With two versions of the product available to consumers, a free version and a more in-depth, feature-based product for sale, Vora and Kadayam soon realized was that the market had shifted: consumers expected to get search services for free. They barely managed to raise about $20,000 in revenue per month to support three million consumers.
But then they realized that there were large corporate customers with a specific need that perhaps Intelliseek's technology could fill. They began to transition the company into a business-to-business (B2B) enterprise, and that is where they found success. The basis for their success is something Vora calls “actionable intelligence.” This is based upon the premise that corporate information seekers do not even want to read documents resulting from searches to find the specific information they need. The users want something more: a search engine that finds the relevant documents and tailors the results based upon their specific needs.
This is where Intelliseek's Intelligent Agent platform comes in. Developed over four years, all Intelliseek enterprise applications are built on this scalable, XML-based, proprietary platform, which can be customized to perform specific intelligence tasks for any given enterprise. It consists of intelligent search, information filtering, text-analysis, personalized tracking, learning agents, and auto-categorization.
Intelliseek has used this platform to develop three enterprise solutions: Enterprise Search Server (ESS), ExpressFeedback and BrandPulse. ESS deploys intelligent agents to find information from distributed, heterogeneous sources, then analyzes it for relevance, auto-categorizes content, and tracks and delivers timely alerts of content changes. ESS can be used for competitive intelligence, active recruiting, consumer intelligence, real-time lead generation, and intellectual property management.
Intelliseek merged with a company called PlanetFeedback, and ExpressFeedback and BrandPulse are products that are part of the PlanetFeedback product suite. ExpressFeedback is a feedback collection and management system. A hosted application, ExpressFeedback is an online feedback form system to help businesses gain insights into their consumer, customer, and employee interactions. The ExpressFeedback product organizes and structures the feedback and dynamically serves content based on user selections during the feedback process. It then aggregates the data collected and reports it in a digital dashboard that anyone in the company can access at anytime.
BrandPulse is an “online buzz measurement” system that monitors and collects consumer feedback on a company or product from online resources such as discussion forums and USENET groups.

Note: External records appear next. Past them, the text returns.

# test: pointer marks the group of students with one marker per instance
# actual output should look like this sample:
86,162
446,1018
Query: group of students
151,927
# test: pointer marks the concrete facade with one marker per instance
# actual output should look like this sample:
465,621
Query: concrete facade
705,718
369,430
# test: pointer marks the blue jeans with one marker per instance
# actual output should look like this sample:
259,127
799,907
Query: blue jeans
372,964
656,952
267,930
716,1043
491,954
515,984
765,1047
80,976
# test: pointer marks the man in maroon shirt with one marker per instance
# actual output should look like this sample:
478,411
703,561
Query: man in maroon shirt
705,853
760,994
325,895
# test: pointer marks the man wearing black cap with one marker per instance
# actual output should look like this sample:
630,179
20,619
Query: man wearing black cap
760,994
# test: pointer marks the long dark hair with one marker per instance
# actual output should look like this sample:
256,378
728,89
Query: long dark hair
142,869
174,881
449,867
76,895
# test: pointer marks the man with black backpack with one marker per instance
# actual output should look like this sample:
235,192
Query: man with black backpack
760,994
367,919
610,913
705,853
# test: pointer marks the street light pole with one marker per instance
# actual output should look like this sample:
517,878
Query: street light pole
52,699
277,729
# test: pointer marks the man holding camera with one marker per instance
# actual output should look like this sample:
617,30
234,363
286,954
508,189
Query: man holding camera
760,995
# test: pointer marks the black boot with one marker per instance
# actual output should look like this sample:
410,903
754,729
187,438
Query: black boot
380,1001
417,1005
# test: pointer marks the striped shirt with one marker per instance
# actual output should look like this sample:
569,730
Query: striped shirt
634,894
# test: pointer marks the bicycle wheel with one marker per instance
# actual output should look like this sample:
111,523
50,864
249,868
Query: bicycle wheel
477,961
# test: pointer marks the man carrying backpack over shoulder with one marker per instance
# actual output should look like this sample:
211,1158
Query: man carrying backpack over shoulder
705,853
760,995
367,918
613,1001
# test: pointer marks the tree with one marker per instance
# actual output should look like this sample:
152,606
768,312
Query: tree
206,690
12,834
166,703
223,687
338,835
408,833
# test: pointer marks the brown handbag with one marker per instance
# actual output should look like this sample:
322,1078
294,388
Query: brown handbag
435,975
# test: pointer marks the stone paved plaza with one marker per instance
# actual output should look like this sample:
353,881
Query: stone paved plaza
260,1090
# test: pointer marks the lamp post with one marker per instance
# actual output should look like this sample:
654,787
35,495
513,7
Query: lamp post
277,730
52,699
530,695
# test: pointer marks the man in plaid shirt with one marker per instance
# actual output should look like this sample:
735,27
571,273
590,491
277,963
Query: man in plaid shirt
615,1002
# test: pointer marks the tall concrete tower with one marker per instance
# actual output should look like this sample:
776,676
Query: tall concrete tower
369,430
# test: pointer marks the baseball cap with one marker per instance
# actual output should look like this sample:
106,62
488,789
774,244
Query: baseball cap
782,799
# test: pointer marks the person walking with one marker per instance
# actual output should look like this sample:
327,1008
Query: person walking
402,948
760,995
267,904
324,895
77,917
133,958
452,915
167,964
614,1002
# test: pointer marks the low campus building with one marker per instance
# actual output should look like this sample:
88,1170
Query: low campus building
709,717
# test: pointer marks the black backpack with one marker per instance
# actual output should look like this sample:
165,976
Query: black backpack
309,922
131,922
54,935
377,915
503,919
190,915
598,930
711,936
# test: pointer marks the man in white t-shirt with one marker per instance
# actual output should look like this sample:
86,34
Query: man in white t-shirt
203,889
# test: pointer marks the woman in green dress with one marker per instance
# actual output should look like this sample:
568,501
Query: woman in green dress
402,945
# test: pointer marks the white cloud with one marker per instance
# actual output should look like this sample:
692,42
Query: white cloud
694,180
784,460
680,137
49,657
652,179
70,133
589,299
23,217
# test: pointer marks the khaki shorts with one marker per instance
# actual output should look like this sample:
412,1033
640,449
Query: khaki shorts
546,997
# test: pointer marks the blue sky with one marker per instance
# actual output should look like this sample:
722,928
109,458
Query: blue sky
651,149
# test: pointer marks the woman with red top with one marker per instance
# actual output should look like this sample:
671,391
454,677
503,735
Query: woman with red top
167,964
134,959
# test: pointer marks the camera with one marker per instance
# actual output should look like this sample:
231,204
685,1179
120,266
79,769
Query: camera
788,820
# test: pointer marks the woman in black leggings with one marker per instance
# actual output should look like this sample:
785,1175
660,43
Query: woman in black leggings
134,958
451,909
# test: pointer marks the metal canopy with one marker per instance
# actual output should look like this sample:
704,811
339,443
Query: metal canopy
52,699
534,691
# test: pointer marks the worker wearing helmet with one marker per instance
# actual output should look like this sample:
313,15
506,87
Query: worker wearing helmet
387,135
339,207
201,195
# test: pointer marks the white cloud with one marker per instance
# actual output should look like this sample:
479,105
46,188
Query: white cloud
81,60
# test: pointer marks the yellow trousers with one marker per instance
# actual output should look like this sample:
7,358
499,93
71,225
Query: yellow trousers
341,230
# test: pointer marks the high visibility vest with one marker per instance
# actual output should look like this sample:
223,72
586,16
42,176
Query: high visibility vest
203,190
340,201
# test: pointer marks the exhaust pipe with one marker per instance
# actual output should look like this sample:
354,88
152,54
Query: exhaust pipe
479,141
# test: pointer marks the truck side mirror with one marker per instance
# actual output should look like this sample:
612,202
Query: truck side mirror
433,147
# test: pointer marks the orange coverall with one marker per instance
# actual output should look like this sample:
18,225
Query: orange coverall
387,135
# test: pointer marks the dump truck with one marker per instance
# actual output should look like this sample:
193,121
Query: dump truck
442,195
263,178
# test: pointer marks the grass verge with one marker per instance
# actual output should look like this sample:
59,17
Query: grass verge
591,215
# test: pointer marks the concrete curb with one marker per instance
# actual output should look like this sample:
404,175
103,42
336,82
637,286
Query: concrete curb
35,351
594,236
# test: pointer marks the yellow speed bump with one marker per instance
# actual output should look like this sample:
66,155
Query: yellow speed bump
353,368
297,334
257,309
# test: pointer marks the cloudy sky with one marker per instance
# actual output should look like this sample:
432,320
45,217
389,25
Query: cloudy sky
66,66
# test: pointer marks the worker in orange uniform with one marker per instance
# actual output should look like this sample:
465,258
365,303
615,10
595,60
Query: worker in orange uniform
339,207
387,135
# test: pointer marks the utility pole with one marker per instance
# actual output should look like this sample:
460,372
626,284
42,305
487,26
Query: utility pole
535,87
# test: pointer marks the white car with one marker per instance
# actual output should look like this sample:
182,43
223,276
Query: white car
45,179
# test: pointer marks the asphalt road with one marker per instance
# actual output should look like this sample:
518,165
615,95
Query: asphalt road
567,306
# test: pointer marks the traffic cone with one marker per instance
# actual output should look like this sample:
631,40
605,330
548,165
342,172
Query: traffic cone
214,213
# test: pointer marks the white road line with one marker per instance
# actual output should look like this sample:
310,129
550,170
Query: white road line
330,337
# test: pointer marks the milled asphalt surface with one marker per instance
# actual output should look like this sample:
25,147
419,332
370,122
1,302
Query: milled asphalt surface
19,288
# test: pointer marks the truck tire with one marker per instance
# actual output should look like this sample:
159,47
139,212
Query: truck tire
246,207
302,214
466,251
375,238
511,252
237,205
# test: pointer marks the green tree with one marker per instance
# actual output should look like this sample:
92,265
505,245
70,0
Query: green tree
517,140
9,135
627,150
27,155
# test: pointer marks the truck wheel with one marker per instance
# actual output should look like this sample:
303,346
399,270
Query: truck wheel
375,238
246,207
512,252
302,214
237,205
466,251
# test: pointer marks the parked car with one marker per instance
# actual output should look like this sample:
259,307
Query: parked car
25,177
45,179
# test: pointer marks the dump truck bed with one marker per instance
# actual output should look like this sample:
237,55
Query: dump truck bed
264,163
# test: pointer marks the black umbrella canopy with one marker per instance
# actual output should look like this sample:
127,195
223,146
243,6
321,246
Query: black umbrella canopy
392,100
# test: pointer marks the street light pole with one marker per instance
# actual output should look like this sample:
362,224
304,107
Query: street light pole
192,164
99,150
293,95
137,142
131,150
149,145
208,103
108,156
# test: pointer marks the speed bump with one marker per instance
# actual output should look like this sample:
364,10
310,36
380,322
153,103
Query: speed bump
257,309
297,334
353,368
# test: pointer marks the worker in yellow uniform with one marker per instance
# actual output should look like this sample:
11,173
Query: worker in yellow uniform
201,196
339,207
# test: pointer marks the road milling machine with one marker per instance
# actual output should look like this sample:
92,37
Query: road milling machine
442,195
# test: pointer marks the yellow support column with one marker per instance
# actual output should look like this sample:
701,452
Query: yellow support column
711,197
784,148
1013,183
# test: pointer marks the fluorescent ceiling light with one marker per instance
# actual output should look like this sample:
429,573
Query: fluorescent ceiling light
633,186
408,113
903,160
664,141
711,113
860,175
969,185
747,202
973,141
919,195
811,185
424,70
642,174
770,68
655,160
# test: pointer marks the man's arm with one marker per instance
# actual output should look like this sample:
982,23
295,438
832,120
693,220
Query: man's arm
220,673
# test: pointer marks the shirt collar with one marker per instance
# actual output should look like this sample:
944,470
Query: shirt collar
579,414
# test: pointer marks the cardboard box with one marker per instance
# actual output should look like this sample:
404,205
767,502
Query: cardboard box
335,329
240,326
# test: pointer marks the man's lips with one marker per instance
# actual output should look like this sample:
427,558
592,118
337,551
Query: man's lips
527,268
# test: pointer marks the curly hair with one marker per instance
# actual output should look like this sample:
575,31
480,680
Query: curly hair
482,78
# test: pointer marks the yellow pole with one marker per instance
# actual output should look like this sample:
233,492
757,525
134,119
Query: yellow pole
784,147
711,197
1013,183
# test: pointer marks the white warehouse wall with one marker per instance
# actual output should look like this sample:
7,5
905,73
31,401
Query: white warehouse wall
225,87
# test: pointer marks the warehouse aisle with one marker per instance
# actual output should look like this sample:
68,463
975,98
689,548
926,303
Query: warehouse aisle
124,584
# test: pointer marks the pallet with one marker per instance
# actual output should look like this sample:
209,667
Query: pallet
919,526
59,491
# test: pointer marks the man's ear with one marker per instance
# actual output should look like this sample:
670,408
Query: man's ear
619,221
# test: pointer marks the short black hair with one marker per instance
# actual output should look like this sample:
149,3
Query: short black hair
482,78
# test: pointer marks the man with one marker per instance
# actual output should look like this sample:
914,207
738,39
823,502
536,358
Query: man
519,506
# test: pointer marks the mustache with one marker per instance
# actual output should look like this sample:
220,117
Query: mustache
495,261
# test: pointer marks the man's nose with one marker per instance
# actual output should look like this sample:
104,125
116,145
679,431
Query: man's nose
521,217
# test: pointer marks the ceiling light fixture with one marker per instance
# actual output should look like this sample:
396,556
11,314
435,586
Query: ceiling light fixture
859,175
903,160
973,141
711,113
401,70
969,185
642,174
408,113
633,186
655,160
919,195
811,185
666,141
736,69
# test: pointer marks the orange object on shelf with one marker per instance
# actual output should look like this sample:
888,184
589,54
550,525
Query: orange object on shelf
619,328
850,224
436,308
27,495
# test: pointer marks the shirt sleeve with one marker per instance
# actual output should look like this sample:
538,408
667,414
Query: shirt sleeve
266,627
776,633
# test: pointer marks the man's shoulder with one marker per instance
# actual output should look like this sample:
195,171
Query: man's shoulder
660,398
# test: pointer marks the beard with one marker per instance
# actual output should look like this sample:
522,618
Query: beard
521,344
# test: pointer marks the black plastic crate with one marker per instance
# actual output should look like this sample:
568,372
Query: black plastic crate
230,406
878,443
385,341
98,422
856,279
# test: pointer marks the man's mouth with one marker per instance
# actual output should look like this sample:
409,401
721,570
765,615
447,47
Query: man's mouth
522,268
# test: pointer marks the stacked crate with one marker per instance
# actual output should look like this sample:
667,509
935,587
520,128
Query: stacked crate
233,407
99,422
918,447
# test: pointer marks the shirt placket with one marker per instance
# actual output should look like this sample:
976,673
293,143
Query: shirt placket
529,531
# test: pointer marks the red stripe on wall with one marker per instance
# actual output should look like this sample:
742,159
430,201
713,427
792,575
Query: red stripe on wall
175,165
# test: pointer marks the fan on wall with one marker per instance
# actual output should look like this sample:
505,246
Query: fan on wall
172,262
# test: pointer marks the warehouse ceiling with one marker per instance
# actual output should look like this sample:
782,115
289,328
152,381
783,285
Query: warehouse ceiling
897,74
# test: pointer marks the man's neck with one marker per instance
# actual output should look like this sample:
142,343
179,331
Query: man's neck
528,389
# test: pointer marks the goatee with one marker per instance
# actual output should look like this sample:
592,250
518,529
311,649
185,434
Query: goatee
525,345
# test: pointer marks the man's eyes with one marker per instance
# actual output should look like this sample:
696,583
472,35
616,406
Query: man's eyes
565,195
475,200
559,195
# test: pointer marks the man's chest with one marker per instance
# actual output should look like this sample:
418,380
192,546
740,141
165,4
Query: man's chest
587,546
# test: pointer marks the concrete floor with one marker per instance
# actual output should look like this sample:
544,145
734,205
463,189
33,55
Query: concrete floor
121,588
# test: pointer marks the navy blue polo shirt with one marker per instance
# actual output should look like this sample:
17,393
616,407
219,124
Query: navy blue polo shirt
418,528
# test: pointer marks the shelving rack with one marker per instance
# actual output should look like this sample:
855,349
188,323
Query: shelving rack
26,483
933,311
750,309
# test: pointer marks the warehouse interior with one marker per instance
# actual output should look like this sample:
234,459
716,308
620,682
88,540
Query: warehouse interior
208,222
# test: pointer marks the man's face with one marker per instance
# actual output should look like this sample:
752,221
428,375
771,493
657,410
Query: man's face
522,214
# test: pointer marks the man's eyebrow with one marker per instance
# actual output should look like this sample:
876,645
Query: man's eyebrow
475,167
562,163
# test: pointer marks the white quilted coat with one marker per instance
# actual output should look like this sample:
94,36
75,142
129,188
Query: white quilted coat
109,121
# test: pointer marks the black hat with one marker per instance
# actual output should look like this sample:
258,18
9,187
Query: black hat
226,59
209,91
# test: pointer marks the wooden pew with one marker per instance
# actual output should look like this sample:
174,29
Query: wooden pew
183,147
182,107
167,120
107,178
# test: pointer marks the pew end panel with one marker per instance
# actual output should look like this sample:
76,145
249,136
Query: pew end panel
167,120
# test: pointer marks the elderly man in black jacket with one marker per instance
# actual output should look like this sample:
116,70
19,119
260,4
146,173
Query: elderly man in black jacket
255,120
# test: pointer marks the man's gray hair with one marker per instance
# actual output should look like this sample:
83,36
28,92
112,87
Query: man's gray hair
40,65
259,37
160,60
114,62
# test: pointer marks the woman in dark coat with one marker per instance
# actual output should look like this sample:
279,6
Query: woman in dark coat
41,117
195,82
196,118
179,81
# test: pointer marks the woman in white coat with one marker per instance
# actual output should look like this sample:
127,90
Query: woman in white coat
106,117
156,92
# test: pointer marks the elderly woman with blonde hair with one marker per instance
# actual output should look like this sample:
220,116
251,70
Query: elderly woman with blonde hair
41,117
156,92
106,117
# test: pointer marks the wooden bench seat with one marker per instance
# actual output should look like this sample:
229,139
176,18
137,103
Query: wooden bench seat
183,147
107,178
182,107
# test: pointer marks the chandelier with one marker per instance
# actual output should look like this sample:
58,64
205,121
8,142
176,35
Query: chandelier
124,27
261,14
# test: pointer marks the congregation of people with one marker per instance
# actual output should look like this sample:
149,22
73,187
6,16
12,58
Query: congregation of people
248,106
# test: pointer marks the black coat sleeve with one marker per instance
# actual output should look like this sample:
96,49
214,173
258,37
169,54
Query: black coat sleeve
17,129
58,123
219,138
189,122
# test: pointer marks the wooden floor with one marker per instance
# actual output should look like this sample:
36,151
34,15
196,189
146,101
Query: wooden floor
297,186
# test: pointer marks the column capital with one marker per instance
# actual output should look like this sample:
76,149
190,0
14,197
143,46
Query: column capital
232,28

This allows the PlanetFeedback division of Intelliseek to scour the Web and interpret the scores of consumer-to-consumer communications about a company, its products, its competition, and relevant issues.
Despite the successful transition to a B2B company, Intelliseek continues to support its consumer product lines, which include PlanetFeedback.com, BullsEye, and ProFusion.com, a consumer site that utilizes ESS capabilities to search more than 1000 search sources.
Things are going well for the company. Intelliseek now has more than 80 clients, including companies like GE, Proctor & Gamble, Nokia, Ford, Cingular, CBS, Hershey, and even the U.S. Department of Defense. The average revenue per sale is about $80,000.
Intelliseek has grown 300% in revenues each year for the past three years and is growing steadily as an enterprise software and solutions business. As Vora says, “You must be quick to change, quick to execute, and you must have your employees follow the change quickly.”